HORSE POWER ON THE FARM

PHOTO 1

Jim ploughing with Qualitie and Quarota

Jim ploughing with Qualitie and Quarota

 

 

 

 

 

 

 

 

Jim (Slì Eile Mentor and Advisor) ploughing land on the farm with his two horses Qualitie and Quarota, preparing it to sow cereal rye seeds.

PHOTO 2

Tenants scattering cereal rye seeds

Tenants scattering cereal rye seeds

 

 

 

 

 

 

 

 

Tenants scattering cereal rye seeds

WINTER RYE: A RELIABLE WINTER  COVER CROP

Why Rye?  Cereal rye is an excellent winter cover crop because it rapidly produces a ground cover that holds soil in place against the forces of wind and water. Rye’s deep roots help prevent compaction in annually tilled fields, and because its roots are quite extensive, rye also has a positive effect on soil tilth.

Compared to other cereal grains, rye grows faster in autumn and produces more dry matter the following spring–up to 10,000 pounds per acre.

Rye is the most winter-hardy of all cereal grains, tolerating temperatures as low as -30°F once it is well established. It can germinate and grow at temperatures as low as 33°F, but it sure won’t grow very much when it’s that cold.

When sown in late autumn, around the time of the first light frost, winter rye is still able to put on just enough growth to provide some protection against soil erosion over the winter. High seeding rates should be used for late-sown winter covers to assure a decent amount of ground cover, since individual plants will be small.

PLOUGH HORSES

The plough horses had a quiet kind of dignity about them, a broad-shouldered grace if you like. It was almost as if they were at ease with themselves and the world around them, the long lines of the furrows shining in their wake.

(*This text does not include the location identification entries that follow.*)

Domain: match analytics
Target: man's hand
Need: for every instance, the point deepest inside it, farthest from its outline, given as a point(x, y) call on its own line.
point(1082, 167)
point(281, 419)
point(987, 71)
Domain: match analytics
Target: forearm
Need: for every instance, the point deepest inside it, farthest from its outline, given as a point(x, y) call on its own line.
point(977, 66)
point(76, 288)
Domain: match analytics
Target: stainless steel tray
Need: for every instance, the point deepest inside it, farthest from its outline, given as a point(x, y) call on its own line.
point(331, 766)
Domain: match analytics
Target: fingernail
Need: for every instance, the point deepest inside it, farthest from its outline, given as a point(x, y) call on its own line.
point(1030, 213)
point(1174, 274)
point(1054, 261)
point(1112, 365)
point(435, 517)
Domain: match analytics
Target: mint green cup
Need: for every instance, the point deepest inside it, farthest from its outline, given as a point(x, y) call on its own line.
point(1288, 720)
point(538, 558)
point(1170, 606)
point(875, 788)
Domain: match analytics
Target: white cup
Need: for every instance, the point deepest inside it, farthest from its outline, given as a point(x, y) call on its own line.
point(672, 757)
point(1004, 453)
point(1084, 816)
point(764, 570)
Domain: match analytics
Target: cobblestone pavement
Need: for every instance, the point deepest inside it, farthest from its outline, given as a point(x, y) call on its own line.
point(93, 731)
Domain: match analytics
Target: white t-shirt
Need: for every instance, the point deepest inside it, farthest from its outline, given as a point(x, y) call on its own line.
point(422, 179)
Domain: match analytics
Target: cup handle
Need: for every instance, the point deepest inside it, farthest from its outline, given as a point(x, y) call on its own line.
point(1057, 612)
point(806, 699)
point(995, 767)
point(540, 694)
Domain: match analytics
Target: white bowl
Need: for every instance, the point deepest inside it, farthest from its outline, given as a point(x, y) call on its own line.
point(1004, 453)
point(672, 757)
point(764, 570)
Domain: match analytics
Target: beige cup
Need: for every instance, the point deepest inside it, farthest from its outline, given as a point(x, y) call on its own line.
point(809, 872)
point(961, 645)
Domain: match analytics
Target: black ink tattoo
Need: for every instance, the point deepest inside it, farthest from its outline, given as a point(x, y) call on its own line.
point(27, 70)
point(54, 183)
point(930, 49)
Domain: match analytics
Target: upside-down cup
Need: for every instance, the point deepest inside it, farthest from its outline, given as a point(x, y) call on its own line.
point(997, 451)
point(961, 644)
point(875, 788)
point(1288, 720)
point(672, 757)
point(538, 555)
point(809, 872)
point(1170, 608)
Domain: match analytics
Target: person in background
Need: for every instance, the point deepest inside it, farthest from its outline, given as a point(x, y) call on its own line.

The ploughing of the field is an art form in itself; the relationship between horse and ploughman is especially close. It is as if they knew and understood each other without the need for words at all, the bond between them palpable in every move.

The plough is a tool used in farming for initial cultivation of soil in preparation for sowing seed or planting to loosen or turn the soil. Ploughs are traditionally drawn by working animals such as horses or cattle, but in modern times may be drawn by tractors. A plough may be made of wood, iron, or steel. It has been a basic instrument for most of recorded history, and represents one of the major advances in agriculture.

The primary purpose of ploughing is to turn over the upper layer of the soil, bringing fresh nutrients to the surface, while burying weeds, the remains of previous crops, and both crop and weed seeds, allowing them to break down. It also provides a seed-free medium for planting an alternate crop. In modern use, a ploughed field is typically left to dry out, and is then harrowed before planting. Plowing and cultivating a soil homogenizes and modifies the upper 12 to 25 cm of the soil to form a plow layer. In many soils, the majority of fine plant feeder roots can be found in the topsoil or plow layer.

Ploughs were initially human powered, but the process became considerably more efficient once animals were pressed into service. The first animal powered ploughs were undoubtedly pulled by oxen, and later in many areas by horses (generally draught horses) and mules, although various other animals have been used for this purpose.